Through the support of these industry experts, Zoetis was able to establish superior credibility quickly. The goal was to get more practicing veterinarians aware of the need to recommend the AlphaTRAK at-home blood glucose monitor, yet the majority of the efforts didn’t mention the product at all. By organizing one roundtable of experts, a marketing platform was created and used for several months.

A crowded category

The pet care industry has seen rapid growth recently. The American Pet Products Association (APPA) predicted that American pet owners would spend $62.75 billion on pet products in 2016, nearly $2.5 billion more than in 2015, and almost $15 billion more than was spent in 2010. Sales have doubled in less than 15 years.

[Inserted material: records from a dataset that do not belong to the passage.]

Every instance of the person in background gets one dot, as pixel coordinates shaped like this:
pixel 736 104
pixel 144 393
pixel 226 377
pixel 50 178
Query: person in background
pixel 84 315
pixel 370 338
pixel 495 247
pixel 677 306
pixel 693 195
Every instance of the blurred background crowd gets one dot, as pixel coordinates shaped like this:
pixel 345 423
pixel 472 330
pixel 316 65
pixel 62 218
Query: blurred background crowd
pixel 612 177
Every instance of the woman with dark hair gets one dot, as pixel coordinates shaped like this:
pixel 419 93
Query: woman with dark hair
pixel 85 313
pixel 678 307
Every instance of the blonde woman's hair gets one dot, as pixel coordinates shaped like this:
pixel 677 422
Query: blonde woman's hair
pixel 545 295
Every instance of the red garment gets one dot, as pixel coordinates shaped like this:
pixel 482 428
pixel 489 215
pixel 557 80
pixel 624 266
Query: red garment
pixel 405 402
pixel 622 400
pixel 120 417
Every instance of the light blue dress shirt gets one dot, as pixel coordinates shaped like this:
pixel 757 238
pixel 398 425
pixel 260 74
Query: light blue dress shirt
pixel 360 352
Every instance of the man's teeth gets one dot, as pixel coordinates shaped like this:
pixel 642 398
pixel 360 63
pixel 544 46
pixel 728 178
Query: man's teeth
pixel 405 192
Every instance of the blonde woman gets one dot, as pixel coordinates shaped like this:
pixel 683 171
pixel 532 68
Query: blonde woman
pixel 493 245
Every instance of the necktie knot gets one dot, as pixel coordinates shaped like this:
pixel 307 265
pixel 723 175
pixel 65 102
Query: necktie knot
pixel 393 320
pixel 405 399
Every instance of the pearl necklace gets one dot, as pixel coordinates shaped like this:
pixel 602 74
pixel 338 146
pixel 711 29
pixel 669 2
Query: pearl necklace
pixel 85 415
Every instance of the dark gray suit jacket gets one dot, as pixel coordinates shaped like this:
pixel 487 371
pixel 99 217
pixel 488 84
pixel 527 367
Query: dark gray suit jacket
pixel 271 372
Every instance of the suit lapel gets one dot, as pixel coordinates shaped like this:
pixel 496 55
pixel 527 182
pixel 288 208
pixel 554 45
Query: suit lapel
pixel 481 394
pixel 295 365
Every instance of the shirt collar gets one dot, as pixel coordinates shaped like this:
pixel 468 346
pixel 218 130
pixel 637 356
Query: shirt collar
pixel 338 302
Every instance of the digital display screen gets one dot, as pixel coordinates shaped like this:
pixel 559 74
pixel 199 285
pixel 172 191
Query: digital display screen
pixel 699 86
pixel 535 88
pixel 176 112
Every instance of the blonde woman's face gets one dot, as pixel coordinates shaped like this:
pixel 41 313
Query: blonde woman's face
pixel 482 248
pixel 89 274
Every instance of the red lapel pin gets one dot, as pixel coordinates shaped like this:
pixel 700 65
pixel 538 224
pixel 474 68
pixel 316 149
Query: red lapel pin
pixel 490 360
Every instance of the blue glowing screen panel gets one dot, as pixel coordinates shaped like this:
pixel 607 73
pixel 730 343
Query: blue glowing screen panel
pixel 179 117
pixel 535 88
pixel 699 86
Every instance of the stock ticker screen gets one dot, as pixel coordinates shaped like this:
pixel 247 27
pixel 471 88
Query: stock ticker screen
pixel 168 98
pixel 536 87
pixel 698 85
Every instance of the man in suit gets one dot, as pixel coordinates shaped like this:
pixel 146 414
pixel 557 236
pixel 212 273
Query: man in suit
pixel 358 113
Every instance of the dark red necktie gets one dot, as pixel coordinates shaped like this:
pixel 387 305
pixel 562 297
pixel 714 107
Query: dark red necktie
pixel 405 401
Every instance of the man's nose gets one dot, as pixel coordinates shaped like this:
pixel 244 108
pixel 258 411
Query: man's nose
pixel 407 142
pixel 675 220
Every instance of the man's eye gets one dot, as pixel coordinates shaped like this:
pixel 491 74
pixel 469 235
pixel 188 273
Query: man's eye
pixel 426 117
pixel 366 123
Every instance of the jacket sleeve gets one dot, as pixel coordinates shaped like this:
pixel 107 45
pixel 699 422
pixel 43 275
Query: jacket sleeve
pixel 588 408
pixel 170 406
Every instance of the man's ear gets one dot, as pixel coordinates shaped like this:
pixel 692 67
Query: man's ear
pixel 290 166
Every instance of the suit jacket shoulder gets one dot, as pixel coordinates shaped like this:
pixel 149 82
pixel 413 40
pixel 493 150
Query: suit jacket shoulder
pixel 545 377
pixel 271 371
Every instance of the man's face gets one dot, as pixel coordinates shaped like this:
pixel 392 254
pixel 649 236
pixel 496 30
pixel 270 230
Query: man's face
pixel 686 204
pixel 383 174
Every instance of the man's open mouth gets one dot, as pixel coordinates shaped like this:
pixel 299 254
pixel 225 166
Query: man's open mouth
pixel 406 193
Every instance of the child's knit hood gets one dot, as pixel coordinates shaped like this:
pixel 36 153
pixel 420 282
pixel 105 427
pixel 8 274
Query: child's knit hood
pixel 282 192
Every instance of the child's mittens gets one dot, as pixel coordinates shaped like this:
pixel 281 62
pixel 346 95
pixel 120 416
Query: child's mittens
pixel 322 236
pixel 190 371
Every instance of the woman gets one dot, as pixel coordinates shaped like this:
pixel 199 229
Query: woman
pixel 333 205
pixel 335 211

But with constant growth comes constant noise. New, repositioned and “improved” products are everywhere, and it’s very hard to be heard above the din. Luckily, credible influencers can help a company or brand stand out from the clutter. An influencer has, ahem, influence often because he or she is a filter for their audience. The audience goes to that source because they know that they’ll find what they want and need to know. If your brand can align with an industry expert who has a platform that is consistent with the goals of your product, who speaks to an audience that doesn’t even know they need your products or services, the noise suddenly becomes a focus. The good thing about clutter is that the clean areas stand out even more in the midst of it.

Finding the influence

Well, that’s our job, isn’t it? In a growing field with many voices, a marketing agency that knows how to find the right influencers, those that are heard by your audience, is invaluable. With a deep background in pet care, chances are that we already have the “right” influencers on speed dial.